Methode: Handout, Präsentation, Demonstrationen, Übungen, Rollenspiele, Klinische Fälle, Diskussion
Zielgruppe: Ärzte, Psychologen, Pflegepersonal, zumindest Grundkenntnisse in DBT sind vorteilhaft, aber nicht zwingend
Vorsitz: Burkhard Matzke
Braucht es eine klinische Supervision in der psychiatrischen Praxis und wenn ja warum, wem dient sie? Ist Supervision im klinischen Alltag nicht längst fest etabliert? Was muss eine klinische Supervision leisten? Wodurch wird sie bestimmt? Worin unterscheidet sie sich von einer allgemeinen Supervision oder von verfahrensspezifischen Supervisionen der Psychotherapie?
Die Psychiatrie verfügt heute über eine Vielzahl sich immer weiter entwickelnde Methoden der Behandlung. Der Kenntnisgewinn ist für den einzelnen Praktiker nicht mehr zu erfassen, geschweige denn in eine Erkenntnis für das praktische Tun zu übersetzen. Durch die Fachgesellschaften werden die zur Verfügung stehenden wissenschaftlichen Evidenzen für die Behandlung der verschiedenen psychischen Erkrankungen in Leitlinien zusammengefasst, die eine schnelle Orientierung erlauben.
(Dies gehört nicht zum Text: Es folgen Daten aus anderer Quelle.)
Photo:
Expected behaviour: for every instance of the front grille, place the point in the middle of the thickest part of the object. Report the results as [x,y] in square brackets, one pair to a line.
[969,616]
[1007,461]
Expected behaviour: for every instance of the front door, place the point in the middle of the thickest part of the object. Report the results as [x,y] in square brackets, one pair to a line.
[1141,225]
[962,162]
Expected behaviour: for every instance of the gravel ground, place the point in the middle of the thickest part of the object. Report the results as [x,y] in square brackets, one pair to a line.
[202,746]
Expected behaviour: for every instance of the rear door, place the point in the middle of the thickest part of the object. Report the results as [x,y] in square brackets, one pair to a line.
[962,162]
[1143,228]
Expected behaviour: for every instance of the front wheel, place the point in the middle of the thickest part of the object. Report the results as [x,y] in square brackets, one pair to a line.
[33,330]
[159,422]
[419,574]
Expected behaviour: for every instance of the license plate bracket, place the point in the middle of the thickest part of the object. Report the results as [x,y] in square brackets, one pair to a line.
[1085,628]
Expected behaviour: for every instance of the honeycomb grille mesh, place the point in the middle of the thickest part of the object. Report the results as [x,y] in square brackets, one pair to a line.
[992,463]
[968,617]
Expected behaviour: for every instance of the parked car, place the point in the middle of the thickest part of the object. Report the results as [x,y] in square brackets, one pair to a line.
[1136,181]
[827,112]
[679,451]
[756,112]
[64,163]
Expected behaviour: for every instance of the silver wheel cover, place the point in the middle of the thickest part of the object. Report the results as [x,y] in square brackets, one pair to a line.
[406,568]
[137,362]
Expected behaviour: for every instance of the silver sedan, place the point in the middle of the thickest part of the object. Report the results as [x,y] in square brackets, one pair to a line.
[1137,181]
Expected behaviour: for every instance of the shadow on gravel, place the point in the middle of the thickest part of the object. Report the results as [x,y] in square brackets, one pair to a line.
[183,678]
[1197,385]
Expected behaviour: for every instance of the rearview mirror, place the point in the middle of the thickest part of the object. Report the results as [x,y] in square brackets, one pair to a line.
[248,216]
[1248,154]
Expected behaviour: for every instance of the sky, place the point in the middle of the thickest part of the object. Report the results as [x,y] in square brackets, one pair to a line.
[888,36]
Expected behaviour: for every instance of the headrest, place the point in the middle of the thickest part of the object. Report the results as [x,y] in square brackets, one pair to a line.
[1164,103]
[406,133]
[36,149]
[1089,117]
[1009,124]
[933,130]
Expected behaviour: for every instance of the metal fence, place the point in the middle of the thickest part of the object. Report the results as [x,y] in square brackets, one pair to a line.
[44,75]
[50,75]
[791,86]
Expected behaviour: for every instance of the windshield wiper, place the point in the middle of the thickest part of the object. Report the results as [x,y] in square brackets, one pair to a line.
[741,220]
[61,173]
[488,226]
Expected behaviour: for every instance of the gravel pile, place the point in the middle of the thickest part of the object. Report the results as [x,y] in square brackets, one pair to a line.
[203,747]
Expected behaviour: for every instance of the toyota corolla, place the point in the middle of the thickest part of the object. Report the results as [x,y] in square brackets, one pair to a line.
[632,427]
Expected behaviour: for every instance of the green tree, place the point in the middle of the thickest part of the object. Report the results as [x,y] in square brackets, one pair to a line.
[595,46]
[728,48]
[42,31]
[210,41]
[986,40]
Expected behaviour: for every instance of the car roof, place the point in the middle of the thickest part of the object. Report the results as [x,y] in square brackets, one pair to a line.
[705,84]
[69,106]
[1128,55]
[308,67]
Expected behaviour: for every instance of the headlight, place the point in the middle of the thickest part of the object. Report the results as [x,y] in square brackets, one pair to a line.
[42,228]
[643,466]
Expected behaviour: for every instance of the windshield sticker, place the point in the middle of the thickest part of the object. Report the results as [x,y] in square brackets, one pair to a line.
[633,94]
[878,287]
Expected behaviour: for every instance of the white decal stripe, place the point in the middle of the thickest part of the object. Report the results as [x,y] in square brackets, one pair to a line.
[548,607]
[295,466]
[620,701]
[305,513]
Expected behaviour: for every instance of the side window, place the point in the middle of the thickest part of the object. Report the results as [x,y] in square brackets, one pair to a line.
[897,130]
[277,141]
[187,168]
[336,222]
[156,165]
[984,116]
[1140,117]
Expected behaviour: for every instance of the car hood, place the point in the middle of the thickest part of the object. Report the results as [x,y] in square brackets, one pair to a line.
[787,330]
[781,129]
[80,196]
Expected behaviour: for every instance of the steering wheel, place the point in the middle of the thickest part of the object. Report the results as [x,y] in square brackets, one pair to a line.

Somatotherapeutische, psychotherapeutische, soziotherapeutische und komplementärtherapeutische Methoden finden hier ihre Berücksichtigung.
Die Psychiatrische Praxis scheint jedoch immer noch allzu oft von einer Dichotomie der therapeutischen Kulturen mit ihren divergierenden Einstellungen, Operationalisierungen und wissenschaftlichen Überzeugungen (Streeck und Dümpelmann 2006) geprägt zu sein, die Patienten „häufig noch immer in psychiatrische und psychotherapeutische unterscheiden und entsprechend selektiv weiter“ verweisen. Diese kulturelle Dichotomie der Biologie und Psychotherapie scheint auch heute noch eine Gruppenformatierung der Psychiater in die Gruppe der Nüchternen und der Einfühlsamen (Kandel 2008) zu bewirken.
Hinzu tritt die innerhalb der Psychotherapie kontrovers geführte Debatte, was denn da nun wirksam ist, bei den verschiedenen psychotherapeutischen Methoden. Sind es spezifische oder allgemeine Wirkfaktoren oder aber beides, die Veränderung induzieren (Norcross 2005, Cuijpers et al. 2019, Leichsenring et al. 2019)?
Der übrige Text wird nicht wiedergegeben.